Improvements to Integrate Water Electrolysis for H2 Production from Renewable Sources

H-S Cho, M. Kim, C. Lee, S. Lee
Korea Institute of Energy Research (KIER),
Korea

Keywords: green hydrogen, alkaline water electrolysis, stack

Summary:

The great merits on alkaline electrolyzer regarding maturity, large capacity, and cost-effective features have drawn much attention as one of the applications for energy storage systems connected to the renewable energy sources such as the wind and solar. These may provide economic advantages for the management of peaks and valleys in electrical loads as storing to hydrogen as second energy carrier sources, especially in long-term and large-scale(>MW) storage systems. However, the variable loads arise from the renewable power sources can affect the performance on electrolysis and influence the apparent durability. Here, we will discuss improvements on the alkaline water electrolyzer (AWE) by the significant interaction between engineering and material science disciplines. By applying porous durable and efficient electrode and a reinforced composite inorganic separator with improved cell and stack designs, the AWE can overcome few drawbacks such as low current operation and slow response to variable loads. We believe that the improvements of poor kinetic efficiency and mitigation of components degradation would increase the system lifetime, and thus improve the economics of alkaline water electrolysis.
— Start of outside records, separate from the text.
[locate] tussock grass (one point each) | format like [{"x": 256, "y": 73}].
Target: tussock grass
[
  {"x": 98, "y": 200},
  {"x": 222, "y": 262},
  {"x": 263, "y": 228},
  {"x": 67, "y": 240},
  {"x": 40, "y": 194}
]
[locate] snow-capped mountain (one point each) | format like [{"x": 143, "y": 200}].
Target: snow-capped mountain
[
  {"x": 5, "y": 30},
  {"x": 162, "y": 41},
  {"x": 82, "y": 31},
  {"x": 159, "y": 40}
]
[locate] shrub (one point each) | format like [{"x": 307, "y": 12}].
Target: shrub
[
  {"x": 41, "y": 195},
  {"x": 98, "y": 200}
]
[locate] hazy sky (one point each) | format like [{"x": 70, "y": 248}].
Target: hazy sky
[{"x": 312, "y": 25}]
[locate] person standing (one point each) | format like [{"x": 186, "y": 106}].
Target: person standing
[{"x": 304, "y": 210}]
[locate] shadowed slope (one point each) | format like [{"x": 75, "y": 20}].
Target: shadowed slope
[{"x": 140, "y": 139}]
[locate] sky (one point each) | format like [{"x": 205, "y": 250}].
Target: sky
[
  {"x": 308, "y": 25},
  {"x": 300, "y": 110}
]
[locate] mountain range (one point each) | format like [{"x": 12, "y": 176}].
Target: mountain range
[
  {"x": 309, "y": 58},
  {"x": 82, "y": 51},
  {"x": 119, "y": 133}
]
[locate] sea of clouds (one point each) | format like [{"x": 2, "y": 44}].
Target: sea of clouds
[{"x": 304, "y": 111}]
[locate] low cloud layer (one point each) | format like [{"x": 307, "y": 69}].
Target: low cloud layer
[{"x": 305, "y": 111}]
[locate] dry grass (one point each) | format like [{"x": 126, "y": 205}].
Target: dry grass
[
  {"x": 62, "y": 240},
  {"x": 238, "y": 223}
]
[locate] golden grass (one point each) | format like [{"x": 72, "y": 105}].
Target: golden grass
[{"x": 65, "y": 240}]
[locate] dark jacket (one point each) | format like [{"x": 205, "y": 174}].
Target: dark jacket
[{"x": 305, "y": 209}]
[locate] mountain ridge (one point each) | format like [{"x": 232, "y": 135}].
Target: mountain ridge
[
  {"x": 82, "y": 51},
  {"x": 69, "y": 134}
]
On/off durability in alkaline solutions of the screened electrodes also evaluated using accelerated durability tests and resulted in less than 20 mV degradation over 500 times of on/off cycles. Furthermore, to correlate ex-situ electrode activity results and in-situ performance of AWE, the in-situ single cell of AWE was also evaluated with the mesoporous Nix-Fe1-x LDH(x=0.5~0.7) anodes as oxygen evolution electrode that were directly grown on various forms of metal substrates such as sandblasted plates, mesh, and foam, porous Ni-Zn alloy as hydrogen evolution electrode.